Are minnows too fast for red bellies???
I have had ten minnows all about an inch and a half in the tank with my reds for about a week and my p's will chase them and then give up. i know they are hungry cause i refuse to feed them anything else until these minnows are gone, but the wont go after them!!
What the f*ck? The minnows like to hang out around the top and my p's dont like the surface too much but food is food right? ive tried turning the lights off, raising the temp etc....
i am worried my ps will turn on eachother b4 going after the minnows


----------



## DiXoN (Jan 31, 2003)

p's can be like that sometimes from what i have seen with my reds if they chase them and dont catch them they give up until the opportunity arises again.
you might just have lazy p's.
i would feed them and you will probably see a decline in the numbers of the minnows soon.
dixon


----------



## boxer (Sep 11, 2003)

thats common, sooner or later they will get real hungry and continue to chase the minnows constantly. piranhas can't keep this up tho because 90% of their muscles are for bursts of energy.


----------



## Makoa84 (Aug 27, 2003)

There isn't really anything too fast for a p!


----------



## zakzak (Oct 4, 2003)

*a danio is to fast, i would think!*


----------



## norfolkfolkthunderbird77 (Apr 26, 2003)

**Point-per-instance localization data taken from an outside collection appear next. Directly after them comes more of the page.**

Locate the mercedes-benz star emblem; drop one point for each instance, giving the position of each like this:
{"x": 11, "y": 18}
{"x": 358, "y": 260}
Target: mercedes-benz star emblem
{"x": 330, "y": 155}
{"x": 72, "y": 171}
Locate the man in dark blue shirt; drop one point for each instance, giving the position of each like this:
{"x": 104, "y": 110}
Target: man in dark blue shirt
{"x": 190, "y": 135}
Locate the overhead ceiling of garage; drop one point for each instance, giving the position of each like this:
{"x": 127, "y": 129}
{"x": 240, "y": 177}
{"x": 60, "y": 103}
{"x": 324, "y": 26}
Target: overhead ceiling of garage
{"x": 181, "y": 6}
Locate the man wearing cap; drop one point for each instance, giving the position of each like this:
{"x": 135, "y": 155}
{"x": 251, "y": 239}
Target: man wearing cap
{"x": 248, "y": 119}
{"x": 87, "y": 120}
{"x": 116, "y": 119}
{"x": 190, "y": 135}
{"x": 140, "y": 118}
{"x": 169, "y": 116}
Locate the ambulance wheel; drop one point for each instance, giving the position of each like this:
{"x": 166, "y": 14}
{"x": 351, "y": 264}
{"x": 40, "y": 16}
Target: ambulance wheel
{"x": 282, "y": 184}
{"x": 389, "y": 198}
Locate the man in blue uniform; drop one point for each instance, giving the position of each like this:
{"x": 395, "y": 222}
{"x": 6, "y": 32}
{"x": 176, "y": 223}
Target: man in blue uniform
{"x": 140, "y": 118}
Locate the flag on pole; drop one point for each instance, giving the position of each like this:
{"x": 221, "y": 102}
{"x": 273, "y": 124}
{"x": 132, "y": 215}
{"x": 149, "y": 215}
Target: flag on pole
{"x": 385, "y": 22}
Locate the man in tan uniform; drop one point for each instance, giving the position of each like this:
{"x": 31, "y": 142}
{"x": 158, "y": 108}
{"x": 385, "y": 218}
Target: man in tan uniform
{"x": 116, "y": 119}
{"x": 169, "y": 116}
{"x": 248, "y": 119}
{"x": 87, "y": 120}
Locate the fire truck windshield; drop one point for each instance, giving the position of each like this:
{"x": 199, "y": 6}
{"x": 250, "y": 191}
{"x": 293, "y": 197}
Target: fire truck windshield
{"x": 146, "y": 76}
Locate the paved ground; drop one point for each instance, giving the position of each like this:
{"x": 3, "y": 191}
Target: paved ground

a danio last about 20 secs in my tank.. with a 7 inch elong


----------



## SicklySweet (Sep 23, 2003)

danio was gone overnight in my tank with my 3.5" spilo


----------



## hgsmitty (Oct 10, 2003)

I had same trouble with minnows and small feeders, so went to a bigger fedder so it couldn't move as fast and gave the P's a bigger target to hit.


----------



## kouma (Sep 1, 2003)

put the minnows in the net, smack them against the window couple of times, then release them into water. They will be dizy and barely being able to swim and P's will eat them.


----------



## Atlanta Braves Baby! (Mar 12, 2003)

minnows are gone quick in my tank!


----------



## Judazzz (Jan 13, 2003)

*_Moved to Feeding and Nutrition_*


----------